Critics felt that “Mortal Kombat” (1995) was thin on plot but had plenty of fan-service.
Rotten Tomatoes score: 46%
Summary: Based on the fantasy fighting game of the same name, the action-adventure film “Mortal Kombat” pits three reluctant fighters against deadly enemies in a martial-arts tournament for the ages.
“The guys in the recording studio who made the ‘ooofff! augghhhh!’ sounds are the ones who really had all the fun,” reviewer Lisa Schwarzbaum wrote for Entertainment Weekly.
Some critics called “Rampage” (2018) brainless, harmless fun.
Rotten Tomatoes score: 52%
Summary: Very loosely adapted from the 1986 Bally Midway arcade game, “Rampage” stars Dwayne “The Rock” Johnson as Davis Okoye, a primatologist who is suddenly caught in a race against time to stop giant, mutated animals from destroying cities across the nation.
“‘Rampage’ was never going to be a movie one would take seriously, and director [Brad] Peyton and the unstoppable charisma that is the [Dwayne] Johnson know their brand and how to work it accordingly,” wrote film critic Peter Grey for This is Film.

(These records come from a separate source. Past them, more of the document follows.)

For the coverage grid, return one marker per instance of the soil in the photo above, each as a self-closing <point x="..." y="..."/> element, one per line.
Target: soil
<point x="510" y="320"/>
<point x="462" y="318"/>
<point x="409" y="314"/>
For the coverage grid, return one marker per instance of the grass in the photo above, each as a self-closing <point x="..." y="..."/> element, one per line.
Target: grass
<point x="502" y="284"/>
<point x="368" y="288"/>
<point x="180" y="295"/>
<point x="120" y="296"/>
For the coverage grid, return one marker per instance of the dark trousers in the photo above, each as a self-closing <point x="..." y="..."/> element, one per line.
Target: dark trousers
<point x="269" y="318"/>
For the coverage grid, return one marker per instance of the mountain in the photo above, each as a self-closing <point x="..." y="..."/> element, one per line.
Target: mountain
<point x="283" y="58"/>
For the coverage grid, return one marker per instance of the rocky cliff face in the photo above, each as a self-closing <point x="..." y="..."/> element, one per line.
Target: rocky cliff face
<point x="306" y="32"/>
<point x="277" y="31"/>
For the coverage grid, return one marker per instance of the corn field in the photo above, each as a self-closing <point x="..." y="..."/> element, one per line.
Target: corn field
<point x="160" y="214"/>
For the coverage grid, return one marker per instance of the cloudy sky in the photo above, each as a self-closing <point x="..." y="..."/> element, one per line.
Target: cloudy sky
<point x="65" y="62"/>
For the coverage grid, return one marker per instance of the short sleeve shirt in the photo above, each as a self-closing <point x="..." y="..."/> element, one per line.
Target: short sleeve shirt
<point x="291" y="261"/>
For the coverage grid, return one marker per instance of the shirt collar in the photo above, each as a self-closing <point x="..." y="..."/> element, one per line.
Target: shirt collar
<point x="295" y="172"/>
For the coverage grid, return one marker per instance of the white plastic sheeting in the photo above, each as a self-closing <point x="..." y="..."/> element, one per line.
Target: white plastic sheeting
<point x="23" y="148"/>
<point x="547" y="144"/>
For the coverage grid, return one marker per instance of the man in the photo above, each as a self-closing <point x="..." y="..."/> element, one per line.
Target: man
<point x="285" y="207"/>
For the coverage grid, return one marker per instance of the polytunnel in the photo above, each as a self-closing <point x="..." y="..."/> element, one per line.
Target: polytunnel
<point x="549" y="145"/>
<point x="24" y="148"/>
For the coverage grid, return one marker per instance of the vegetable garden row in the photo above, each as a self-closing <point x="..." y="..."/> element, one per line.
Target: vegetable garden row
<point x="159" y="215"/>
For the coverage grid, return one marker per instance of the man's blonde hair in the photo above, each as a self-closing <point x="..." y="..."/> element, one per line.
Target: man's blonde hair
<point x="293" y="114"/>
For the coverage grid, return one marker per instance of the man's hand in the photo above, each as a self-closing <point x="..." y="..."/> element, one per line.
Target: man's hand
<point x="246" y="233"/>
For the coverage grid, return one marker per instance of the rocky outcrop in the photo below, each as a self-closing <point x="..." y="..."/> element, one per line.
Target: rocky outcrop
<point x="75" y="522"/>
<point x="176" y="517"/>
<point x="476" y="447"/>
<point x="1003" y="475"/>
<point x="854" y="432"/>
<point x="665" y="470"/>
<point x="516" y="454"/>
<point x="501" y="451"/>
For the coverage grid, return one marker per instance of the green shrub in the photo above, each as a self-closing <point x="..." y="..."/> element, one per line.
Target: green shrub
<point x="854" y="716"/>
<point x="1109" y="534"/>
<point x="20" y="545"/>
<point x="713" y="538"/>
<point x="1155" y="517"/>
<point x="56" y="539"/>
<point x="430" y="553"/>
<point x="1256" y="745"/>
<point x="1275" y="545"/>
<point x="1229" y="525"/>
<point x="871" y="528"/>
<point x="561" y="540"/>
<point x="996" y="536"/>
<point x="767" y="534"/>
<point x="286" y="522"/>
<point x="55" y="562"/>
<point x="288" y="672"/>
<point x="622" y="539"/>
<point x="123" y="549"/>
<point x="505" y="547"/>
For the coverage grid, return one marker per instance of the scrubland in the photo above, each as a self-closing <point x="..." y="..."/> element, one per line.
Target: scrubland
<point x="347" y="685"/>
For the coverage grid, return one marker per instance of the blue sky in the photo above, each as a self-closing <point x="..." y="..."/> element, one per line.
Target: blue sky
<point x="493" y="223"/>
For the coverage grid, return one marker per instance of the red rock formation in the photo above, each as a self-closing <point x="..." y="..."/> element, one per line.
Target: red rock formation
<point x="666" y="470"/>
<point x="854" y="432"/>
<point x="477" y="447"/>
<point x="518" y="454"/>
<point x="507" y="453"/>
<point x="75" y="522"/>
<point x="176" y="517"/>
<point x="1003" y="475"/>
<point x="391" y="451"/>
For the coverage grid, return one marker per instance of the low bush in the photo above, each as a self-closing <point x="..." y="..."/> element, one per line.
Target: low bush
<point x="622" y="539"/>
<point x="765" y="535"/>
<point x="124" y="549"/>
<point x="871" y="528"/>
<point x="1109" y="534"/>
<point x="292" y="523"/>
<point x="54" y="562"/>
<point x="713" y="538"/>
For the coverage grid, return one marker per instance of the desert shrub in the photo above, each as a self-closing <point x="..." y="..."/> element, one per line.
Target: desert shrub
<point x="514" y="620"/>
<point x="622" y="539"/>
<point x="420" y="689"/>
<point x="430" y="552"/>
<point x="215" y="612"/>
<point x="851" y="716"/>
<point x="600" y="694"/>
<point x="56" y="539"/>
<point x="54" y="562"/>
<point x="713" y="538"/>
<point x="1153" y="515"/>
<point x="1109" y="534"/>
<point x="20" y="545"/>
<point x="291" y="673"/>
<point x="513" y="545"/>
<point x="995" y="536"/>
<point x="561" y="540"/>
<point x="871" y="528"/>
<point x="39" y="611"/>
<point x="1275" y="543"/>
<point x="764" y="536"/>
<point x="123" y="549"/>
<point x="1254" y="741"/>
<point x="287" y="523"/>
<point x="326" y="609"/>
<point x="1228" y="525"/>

Critics seemed to enjoy “Pokémon: Detective Pikachu” (2019).
Rotten Tomatoes score: 68%
Summary: Based on the beloved “Pokémon” anime and video-game series, “Detective Pikachu” takes place in a world where humans and Pokémon work side by side. When Tim (Justice Smith) is told that his detective father is presumed dead, his dad’s Pikachu (Ryan Reynolds) turns up out of the blue to aid him in solving his disappearance.
“There’s something admirable about a film that isn’t afraid to have some fun with a property so established – and beloved – by its core audience,” wrote critic Vincent Acovino for NPR.
Critics seemed to enjoy “The Angry Birds Movie 2” (2019).
Rotten Tomatoes score: 76%
Summary: In this sequel film, a new threat puts Bird and Pig Island in danger and an unlikely group must team up to keep themselves and their friends safe.
“The movie, directed by Thurop Van Orman, reminds us that finding a formula to appeal to both kids and parents for 90-odd minutes isn’t rocket science,” wrote critic Jocelyn Noveck for Associated Press.